A delegation of terrorist victims’ representatives were at Stormont yesterday to give evidence to the Westminster committee examining the on the runs (OTRs) letters controversy.
Addressing the team of MPs, Kenny Donaldson of umbrella group Innocent Victims United (IVU) said the one thing they all agreed on was that – 16 years on from the Good Friday Agreement – there should be no form of amnesty for pre-1998 crimes.
“The people who did sign up to that agreement have not got what they signed up for.
“People have said that Northern Ireland is at peace, but are we going to have a sustainable peace without justice?” he said.

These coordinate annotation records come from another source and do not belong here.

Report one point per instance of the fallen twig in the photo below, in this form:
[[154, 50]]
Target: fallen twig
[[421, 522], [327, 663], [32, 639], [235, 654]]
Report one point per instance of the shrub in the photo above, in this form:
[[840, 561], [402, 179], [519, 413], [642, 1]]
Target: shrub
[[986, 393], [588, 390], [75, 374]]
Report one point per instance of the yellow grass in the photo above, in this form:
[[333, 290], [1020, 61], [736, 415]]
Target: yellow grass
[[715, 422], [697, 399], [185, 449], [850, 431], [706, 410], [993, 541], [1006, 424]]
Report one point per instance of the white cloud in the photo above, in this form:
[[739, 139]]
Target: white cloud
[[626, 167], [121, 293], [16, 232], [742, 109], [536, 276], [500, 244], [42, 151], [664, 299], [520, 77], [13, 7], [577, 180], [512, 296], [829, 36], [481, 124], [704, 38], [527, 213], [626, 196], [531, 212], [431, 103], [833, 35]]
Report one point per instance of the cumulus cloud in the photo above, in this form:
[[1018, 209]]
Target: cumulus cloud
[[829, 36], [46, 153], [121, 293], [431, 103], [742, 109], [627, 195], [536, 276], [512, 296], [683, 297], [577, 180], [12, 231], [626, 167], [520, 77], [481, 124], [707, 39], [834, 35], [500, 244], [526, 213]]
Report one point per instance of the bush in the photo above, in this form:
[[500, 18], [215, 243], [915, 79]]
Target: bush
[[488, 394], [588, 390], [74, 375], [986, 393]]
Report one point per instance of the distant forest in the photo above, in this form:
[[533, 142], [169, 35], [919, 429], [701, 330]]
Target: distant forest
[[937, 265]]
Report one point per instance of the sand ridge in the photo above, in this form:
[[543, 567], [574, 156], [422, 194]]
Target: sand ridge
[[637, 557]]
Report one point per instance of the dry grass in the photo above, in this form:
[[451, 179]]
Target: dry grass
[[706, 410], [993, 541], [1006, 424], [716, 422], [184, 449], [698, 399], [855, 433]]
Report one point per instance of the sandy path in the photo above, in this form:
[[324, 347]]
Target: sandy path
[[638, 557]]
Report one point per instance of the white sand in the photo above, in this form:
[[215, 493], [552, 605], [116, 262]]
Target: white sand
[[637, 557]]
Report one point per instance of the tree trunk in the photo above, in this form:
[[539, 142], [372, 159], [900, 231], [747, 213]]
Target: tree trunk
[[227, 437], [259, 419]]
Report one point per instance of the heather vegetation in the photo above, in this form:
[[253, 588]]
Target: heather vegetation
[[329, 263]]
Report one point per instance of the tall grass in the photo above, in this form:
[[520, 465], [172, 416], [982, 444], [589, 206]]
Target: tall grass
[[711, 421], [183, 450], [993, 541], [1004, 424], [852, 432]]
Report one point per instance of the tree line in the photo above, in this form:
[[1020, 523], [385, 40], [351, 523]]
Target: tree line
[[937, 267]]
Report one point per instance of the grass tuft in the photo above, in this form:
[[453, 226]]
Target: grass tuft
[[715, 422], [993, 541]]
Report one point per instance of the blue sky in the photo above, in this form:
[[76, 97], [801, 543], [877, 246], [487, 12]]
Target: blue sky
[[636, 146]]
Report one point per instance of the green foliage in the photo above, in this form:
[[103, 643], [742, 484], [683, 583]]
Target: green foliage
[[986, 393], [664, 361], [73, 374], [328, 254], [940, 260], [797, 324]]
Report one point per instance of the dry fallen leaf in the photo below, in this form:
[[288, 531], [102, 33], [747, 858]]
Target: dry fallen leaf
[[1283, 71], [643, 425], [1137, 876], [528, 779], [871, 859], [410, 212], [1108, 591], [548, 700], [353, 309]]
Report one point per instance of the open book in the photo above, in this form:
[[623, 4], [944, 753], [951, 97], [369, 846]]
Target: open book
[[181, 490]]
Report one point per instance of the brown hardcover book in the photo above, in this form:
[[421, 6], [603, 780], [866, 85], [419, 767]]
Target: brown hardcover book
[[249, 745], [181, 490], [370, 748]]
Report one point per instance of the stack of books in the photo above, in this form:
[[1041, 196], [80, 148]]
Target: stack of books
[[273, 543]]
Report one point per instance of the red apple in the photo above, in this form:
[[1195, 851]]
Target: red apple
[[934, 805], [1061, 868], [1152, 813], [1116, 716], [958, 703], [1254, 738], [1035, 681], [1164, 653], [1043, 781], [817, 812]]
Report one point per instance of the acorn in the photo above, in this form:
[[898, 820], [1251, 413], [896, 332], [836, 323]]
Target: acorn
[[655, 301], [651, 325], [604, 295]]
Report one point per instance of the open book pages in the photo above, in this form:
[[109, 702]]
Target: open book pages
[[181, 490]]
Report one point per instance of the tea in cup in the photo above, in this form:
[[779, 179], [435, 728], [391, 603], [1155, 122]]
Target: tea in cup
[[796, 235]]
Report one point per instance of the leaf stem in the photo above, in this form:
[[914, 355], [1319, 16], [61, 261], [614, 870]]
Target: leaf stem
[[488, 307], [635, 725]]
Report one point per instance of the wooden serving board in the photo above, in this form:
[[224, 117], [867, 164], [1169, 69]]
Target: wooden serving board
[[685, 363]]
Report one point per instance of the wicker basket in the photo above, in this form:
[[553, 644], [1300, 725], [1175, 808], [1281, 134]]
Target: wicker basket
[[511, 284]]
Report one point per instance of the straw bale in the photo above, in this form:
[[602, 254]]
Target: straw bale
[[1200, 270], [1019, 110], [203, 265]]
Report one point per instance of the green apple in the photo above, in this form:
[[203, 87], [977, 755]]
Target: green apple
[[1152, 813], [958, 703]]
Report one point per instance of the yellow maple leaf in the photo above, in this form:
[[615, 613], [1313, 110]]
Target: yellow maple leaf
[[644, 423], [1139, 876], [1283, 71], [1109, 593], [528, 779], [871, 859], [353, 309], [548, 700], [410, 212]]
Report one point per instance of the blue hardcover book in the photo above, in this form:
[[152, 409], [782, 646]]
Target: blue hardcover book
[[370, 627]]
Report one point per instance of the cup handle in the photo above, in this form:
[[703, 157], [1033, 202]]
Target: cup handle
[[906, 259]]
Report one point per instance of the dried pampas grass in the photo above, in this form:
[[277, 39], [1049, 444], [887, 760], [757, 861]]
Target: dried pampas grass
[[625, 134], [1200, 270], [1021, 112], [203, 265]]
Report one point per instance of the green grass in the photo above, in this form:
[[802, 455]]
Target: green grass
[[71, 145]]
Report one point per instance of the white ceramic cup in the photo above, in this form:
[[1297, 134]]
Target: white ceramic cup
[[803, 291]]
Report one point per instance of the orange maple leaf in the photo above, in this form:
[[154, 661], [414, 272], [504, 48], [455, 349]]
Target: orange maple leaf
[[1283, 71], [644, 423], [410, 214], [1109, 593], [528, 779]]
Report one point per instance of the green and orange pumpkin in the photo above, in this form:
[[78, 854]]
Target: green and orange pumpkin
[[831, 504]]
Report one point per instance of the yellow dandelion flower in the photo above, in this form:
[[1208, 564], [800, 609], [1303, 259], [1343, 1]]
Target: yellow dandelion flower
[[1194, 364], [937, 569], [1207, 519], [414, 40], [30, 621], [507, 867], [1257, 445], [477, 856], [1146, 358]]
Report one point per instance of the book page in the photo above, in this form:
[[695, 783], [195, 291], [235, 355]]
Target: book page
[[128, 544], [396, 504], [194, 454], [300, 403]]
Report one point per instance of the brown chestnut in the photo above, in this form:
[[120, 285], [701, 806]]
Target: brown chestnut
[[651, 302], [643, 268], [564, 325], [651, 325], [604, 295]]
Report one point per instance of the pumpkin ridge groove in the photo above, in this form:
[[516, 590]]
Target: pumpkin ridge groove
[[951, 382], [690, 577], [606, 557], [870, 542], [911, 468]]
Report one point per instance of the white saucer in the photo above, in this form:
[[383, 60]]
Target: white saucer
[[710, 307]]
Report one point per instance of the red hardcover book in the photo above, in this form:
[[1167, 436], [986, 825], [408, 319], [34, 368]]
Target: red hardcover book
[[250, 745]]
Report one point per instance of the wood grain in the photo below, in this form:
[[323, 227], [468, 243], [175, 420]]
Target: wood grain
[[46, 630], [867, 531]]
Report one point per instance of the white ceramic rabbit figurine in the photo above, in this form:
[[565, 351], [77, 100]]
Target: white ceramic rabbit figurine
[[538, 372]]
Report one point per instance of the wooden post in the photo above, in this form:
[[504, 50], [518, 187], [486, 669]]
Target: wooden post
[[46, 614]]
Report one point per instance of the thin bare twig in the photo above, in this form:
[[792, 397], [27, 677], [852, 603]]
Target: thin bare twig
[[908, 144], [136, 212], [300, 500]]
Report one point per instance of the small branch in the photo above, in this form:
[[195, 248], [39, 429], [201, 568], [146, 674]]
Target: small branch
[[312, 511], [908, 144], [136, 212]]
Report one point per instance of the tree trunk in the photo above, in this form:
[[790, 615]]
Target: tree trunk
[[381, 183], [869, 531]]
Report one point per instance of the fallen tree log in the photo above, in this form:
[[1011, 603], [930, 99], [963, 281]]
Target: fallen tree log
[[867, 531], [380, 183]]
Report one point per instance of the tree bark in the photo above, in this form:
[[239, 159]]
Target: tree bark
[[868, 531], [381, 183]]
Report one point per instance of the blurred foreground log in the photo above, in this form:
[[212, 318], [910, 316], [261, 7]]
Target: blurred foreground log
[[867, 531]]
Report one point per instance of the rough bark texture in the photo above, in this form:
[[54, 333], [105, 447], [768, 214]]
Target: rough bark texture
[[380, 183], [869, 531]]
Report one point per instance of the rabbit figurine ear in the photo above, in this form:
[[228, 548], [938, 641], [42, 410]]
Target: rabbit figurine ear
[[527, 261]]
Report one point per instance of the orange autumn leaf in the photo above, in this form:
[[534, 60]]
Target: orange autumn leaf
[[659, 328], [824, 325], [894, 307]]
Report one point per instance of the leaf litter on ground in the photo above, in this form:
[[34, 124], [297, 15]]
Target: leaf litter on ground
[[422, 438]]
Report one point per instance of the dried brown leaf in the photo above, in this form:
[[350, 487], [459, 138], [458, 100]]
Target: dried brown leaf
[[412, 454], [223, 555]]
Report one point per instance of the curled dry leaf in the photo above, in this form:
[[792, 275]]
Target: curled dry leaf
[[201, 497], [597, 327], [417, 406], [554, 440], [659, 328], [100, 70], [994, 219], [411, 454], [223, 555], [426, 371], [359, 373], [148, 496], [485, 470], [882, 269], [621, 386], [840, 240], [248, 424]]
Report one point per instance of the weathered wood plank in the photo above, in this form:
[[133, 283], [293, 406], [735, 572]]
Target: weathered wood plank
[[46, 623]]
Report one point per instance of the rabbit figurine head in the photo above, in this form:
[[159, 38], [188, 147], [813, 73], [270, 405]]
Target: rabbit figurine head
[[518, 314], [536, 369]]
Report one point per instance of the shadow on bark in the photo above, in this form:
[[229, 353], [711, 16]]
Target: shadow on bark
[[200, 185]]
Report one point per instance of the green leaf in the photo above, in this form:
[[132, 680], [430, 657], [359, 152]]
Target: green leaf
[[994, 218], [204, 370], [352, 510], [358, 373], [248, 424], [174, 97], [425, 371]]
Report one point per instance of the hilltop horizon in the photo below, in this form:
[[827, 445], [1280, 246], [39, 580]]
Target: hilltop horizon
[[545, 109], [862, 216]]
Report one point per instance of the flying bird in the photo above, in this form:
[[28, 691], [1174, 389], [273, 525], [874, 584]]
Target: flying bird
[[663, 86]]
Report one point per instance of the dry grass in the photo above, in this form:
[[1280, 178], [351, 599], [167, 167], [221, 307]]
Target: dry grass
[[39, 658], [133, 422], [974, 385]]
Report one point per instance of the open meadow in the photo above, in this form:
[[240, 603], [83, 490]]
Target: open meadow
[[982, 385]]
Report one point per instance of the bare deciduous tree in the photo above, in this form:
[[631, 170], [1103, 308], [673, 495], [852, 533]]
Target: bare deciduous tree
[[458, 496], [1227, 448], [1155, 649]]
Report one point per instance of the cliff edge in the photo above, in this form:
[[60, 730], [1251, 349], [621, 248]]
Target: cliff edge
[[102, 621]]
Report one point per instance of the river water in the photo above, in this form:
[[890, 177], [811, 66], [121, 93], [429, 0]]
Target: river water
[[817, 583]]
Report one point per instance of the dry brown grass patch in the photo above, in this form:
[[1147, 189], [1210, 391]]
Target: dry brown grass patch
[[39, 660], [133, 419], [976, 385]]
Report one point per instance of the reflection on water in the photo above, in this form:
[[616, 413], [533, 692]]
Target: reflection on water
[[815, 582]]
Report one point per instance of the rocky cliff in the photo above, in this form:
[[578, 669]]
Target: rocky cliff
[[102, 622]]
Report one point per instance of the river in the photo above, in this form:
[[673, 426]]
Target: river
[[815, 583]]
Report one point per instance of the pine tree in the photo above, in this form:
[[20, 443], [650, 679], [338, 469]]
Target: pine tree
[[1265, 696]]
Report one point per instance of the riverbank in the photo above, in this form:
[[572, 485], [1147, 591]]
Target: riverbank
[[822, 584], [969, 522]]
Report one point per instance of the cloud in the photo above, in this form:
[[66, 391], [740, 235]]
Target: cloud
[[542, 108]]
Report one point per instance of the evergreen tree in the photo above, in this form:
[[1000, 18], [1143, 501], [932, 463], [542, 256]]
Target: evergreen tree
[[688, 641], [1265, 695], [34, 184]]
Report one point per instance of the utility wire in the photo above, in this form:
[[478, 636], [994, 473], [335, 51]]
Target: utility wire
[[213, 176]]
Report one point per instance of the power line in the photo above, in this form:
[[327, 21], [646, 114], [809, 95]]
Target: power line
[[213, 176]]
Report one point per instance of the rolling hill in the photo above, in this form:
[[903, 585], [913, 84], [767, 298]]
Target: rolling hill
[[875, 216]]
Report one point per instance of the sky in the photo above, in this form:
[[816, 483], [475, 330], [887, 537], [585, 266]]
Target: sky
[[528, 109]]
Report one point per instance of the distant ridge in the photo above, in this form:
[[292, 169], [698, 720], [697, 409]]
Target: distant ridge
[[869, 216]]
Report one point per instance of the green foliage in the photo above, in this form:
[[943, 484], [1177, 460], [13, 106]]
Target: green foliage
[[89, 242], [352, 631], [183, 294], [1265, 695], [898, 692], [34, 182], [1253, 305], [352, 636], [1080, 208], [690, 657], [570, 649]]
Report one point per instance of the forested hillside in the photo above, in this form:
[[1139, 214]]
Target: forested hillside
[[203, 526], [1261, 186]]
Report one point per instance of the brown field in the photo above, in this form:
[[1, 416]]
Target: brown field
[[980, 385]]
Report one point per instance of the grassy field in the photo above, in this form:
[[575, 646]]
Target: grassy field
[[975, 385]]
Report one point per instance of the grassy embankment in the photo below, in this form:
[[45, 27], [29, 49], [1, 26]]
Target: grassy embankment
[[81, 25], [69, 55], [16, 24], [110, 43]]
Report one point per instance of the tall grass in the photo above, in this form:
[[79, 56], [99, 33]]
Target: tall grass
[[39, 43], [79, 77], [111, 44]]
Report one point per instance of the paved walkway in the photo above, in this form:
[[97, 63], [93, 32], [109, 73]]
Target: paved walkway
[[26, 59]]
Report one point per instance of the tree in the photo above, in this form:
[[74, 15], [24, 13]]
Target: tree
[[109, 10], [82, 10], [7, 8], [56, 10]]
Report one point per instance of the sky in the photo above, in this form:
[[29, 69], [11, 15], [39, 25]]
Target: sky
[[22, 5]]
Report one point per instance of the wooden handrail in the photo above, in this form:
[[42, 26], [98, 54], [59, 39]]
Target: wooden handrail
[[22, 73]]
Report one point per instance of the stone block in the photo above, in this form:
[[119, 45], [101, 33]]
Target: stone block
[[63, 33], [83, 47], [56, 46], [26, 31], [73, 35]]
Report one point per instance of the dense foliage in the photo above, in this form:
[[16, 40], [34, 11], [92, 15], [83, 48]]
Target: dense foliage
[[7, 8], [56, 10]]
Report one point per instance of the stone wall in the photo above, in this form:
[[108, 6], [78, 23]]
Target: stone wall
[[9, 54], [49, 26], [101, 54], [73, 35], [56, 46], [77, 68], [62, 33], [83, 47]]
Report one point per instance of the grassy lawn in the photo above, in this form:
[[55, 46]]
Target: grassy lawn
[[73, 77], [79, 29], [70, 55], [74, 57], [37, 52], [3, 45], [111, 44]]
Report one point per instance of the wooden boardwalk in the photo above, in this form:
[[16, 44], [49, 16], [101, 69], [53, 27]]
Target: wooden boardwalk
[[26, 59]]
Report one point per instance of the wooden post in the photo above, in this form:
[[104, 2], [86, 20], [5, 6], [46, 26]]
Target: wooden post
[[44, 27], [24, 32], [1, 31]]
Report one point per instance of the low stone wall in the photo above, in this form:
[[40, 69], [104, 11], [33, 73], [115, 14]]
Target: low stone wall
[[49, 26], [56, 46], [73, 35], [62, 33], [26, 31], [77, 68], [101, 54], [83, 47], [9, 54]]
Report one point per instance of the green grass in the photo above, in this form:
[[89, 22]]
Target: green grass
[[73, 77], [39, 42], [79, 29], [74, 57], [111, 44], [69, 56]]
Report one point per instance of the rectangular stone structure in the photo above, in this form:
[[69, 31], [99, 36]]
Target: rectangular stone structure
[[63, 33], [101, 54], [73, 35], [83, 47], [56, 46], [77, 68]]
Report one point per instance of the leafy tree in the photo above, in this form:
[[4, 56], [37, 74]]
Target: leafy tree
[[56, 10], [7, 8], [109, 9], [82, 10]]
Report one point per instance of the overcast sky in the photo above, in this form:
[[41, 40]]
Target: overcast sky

When asked for his views on the value of the letters sent to around 200 republican terrorist suspects, he said their worth to the recipient could only be assessed the first time one of the letters was used as a defence to a prosecution case.
He said: “People are making promises they are hoping they don’t have to check out on. Until such times as a case is before the courts that can’t be tested.”
Mr Donaldson said there was a real concern among victims that the letters revelation was not the end of the concessions to terrorists process – and that it was crucial Tony Blair, former secretary of state Peter Hain and Sinn Fein gave evidence.
Phyllis Crothers, who was part of the IVU delegation, was asked by Naomi Long how important it was for the Government to “come clean on what has been happening”.
She replied: “It is important to me as a victim. I just want to have a better understanding of this system. I don’t think we can have justice without truth.”